Termasuk juga, aku sempat bermimpi, andaikan Sastrawan Numera dan para sahabat Numera, suatu hari nanti bisa berwisata ke Pulau Penyengat, berkumpul bersilaturahmi, berdiskusi dan membuat pertunjukan baca puisi atau pun musikalisasi di sini. Dimana di pulau ini bermakam Raja Ali Haji, Sang Pujangga Melayu Gurindam Duabelas.

Begitu pula, sebagai kebutuhan pariwisata, sudah saatnya pemerintah daerah dan pemerintah nasional, memikirkan untuk membangun kembali replika Istana Kerajaan Melayu Pulau Penyengat. Tentu saja membangun bangunan sesuai dengan gambaran aslinya. Kemudian menata kembali lingkungan Pulau Penyengat, mengembalikannya dalam suasana tradisi klasiknya. 


Menghentikan pembangunan yang tidak sesuai dengan konsep penataan. Sebagaimana pada umumnya di berbagai objek yang diklaim pemerintah sebagai objek wisata, banyak malah merusak suasana dengan bangunan-bangunan beton yang sama sekali tidak berkait mendukung objek itu sendiri. 

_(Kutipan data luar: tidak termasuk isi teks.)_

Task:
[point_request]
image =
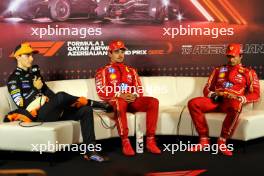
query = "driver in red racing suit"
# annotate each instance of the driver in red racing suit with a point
(228, 88)
(120, 85)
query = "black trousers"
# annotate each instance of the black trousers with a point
(59, 108)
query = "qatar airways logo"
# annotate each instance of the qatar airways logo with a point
(220, 49)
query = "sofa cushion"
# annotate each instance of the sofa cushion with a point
(4, 103)
(101, 132)
(20, 138)
(162, 88)
(250, 124)
(77, 87)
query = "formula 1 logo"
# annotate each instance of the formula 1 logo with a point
(47, 48)
(178, 173)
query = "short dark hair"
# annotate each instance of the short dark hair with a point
(17, 47)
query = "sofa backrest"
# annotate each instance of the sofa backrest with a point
(168, 89)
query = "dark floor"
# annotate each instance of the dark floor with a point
(246, 160)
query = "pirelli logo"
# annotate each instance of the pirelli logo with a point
(47, 49)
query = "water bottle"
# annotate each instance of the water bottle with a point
(140, 140)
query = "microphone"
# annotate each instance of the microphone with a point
(35, 71)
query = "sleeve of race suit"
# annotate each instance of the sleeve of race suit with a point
(103, 87)
(252, 93)
(14, 88)
(137, 83)
(15, 91)
(209, 88)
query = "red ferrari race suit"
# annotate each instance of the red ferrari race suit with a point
(116, 78)
(236, 80)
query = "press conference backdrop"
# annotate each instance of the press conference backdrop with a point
(164, 38)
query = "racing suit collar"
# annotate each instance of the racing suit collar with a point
(21, 70)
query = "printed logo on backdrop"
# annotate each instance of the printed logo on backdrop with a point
(1, 53)
(220, 49)
(46, 48)
(100, 48)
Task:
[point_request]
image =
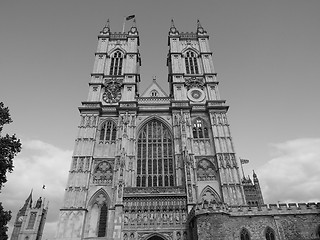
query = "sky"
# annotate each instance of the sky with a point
(266, 55)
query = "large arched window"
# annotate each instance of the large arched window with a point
(244, 234)
(199, 129)
(191, 63)
(98, 215)
(205, 170)
(103, 221)
(155, 156)
(270, 234)
(116, 63)
(108, 131)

Sepertinya Pulau Penyengat bisa dilakukan dengan konsep demikian. Konsep yang merujuk pada suasana aslinya. Karena sejarah dan letak keberadaannya, adalah mutiara bagi Riau Kepulauan, khususnya untuk Kota Tanjungpinang. Bisa menjadi obor bagi budaya Melayu yang berkembang mengisi dan bersinergi pada kebudayaan-kebudayaan lama dan baru.